Ter zitting van de beroepscommissie van 24 januari 2006, gehouden in de justitiële jeugdinrichting (j.j.i.) Den Engh te Den Dolder zijn gehoord [...], selectiefunctionaris, en [...], medewerker juridische zaken.

Klager is niet ter zitting verschenen.

Op grond van haar onderzoek overweegt en beslist de beroepscommissie als volgt.

1. De bestreden beslissing
De selectiefunctionaris heeft klagers verzoek tot overplaatsing naar de opvanginrichting Teylingereind te Sassenheim afgewezen.

2. De feiten
Klager is sedert 16 maart 2004 gedetineerd. Bij onherroepelijk geworden rechterlijke uitspraak d.d. 1 juni 2005 is aan klager de maatregel van plaatsing in een inrichting voor jeugdigen (p.i.j.-maatregel) opgelegd. De maatregel is tenuitvoergelegd in
de
behandelinrichting De Hartelborgt te Spijkenisse. Op 2 november 2005 is klager ter herselectie overgeplaatst naar de opvanginrichting Den Hey-Acker te Vught. Op 10 januari 2006 is hij geplaatst in de behandelinrichting Harreveld te Harreveld.

3. De standpunten
Klager heeft het beroep tegen de afwijzing van zijn verzoek door de selectiefunctionaris als volgt toegelicht. Klager wil graag overgeplaatst worden naar Teylingereind in verband met zijn bezoek. In Vught is er geen mogelijkheid voor hem om bezoek te
krijgen. Bezoek is heel belangrijk voor hem. Op 25 november 2005 is zijn oma gestorven en hij heeft zijn familie nu hard nodig.

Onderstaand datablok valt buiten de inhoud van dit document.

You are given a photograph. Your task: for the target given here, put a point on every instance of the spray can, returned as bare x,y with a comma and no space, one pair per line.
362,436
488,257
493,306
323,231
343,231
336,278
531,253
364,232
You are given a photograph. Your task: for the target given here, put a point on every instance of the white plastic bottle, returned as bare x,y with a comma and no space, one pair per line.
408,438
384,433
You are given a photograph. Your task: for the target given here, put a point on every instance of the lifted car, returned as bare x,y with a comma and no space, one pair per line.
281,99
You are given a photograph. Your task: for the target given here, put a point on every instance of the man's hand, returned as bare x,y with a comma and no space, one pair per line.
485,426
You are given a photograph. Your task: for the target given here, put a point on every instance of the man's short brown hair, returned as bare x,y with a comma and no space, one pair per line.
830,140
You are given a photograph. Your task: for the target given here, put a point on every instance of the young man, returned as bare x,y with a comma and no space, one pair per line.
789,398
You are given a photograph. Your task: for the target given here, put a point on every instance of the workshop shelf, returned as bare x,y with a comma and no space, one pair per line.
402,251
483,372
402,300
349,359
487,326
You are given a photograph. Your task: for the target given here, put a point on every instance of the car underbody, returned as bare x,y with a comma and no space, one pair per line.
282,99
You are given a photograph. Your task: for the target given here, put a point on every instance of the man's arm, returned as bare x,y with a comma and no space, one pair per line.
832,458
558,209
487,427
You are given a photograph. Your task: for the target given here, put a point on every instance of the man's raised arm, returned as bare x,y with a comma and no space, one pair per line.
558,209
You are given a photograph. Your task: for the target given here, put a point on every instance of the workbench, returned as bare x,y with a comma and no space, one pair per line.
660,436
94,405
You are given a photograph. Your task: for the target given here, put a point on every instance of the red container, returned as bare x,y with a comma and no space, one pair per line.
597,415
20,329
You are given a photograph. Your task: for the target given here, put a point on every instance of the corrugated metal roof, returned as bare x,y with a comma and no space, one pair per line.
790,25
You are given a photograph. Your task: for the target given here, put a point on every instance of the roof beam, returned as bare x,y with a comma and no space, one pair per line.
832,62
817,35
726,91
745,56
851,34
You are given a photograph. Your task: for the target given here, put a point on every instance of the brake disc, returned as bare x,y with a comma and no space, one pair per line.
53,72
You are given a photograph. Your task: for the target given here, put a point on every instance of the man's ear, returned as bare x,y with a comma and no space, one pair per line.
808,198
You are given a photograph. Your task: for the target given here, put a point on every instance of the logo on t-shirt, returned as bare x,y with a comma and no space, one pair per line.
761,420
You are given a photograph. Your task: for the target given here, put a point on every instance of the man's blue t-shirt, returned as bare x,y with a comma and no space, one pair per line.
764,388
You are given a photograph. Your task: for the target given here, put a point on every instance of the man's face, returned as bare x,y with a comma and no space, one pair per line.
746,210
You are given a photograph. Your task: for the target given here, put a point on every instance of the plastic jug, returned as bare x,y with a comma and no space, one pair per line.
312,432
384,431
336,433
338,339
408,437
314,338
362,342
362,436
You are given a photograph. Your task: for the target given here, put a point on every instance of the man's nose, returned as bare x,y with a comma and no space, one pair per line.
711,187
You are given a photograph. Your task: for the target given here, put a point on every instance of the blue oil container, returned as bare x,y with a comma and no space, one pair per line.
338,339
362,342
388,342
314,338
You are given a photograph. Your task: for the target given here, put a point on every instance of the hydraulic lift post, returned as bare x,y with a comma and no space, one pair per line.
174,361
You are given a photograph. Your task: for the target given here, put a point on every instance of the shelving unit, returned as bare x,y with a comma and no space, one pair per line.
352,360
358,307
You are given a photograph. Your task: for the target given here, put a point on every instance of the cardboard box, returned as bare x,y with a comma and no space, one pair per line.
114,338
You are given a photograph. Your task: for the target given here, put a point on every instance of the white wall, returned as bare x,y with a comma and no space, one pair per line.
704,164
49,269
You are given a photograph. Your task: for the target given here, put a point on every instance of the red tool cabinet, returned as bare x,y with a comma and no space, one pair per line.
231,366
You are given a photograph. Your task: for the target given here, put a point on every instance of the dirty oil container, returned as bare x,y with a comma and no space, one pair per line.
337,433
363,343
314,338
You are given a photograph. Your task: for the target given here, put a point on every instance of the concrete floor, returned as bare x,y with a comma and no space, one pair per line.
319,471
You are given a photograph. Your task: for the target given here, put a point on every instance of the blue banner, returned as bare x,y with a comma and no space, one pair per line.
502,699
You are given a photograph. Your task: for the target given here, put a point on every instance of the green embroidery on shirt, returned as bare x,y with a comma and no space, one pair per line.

De selectiefunctionaris heeft de beslissing tot afwijzing van het verzoek als volgt
toegelicht.
In De Hartelborgt was er enige tijd sprake van een zeer dreigende houding van een groep, waar klager deel van uitmaakte. Vier van de jeugdigen zijn intern overgeplaatst en voor vier andere jeugdigen, waaronder klager, is een externe overplaatsing
aangevraagd. De selectiefunctionaris heeft beslist om klager over te plaatsen naar de opvanginrichting Den Hey-Acker te Vught. Den Hey-Acker vervult een achtervangfunctie voor de regio Rotterdam. Met deze overplaatsing is voldaan aan het uitgangspunt
van regioplaatsing. In de locatie Vught kon klager het snelst geplaatst worden. In verband met het bezoek van zijn ouders is het voorstel gedaan om klager over te plaatsen naar de locatie Breda van Den Hey-Acker. Het traject Rotterdam-Breda is korter
dan Rotterdam-Vught. Klager is hiermee niet akkoord gegaan, omdat zijn ouders wel de weg weten naar Teylingereind, maar niet naar Breda. Teylingereind is een inrichting bestemd voor strafrechtelijk geplaatsten van de regio Den Haag en vanwege de
schaarse capaciteit is die regio al zwaar belast.
In de schriftelijke reactie van de selectiefunctionaris van 24 november 2005 staat vermeld dat na een negatieve plaatsing elders het recht op een terugplaatsing komt te vervallen. Dit is niet correct geformuleerd. Er wordt dan heel kritisch geoordeeld,
maar op zich behoort terugplaatsing wel tot de mogelijkheden.

4. De beoordeling
Klager ondergaat de p.i.j.-maatregel. Hiervoor zijn de behandelinrichtingen bestemd.
Klager is in verband met een dreigende sfeer in de behandelinrichting De Hartelborgt ter herselectie overgeplaatst naar de opvanginrichting Den Hey-Acker te Vught. Vervolgens heeft klager verzocht om overplaatsing naar de opvanginrichting
Teylingereind.
De beroepscommissie is van oordeel dat, nu klager terstond overgeplaatst diende te worden en hij geplaatst is in de opvanginrichting, waar hij het eerst geplaatst kon worden, Den Hey-Acker die een achtervangfunctie vervult voor de regio Rotterdam,
terwijl Teylingereind is aangewezen als opvanginrichting voor het arrondissement Den Haag, de beslissing om klagers verzoek af te wijzen, bij afweging van alle in aanmerking komende belangen, niet onredelijk of onbillijk kan worden genoemd. Hetgeen
klager heeft aangevoerd over de bezoekmogelijkheden is onvoldoende zwaarwegend om tot een ander oordeel te kunnen komen, nu klager als alternatief overplaatsing naar Den Hey-Acker te Breda is aangeboden - de reisafstand Rotterdam-Breda wordt door de
beroepscommissie acceptabel geacht - en klager van dit aanbod geen gebruik heeft gemaakt.

5. De uitspraak
De beroepscommissie verklaart het beroep ongegrond.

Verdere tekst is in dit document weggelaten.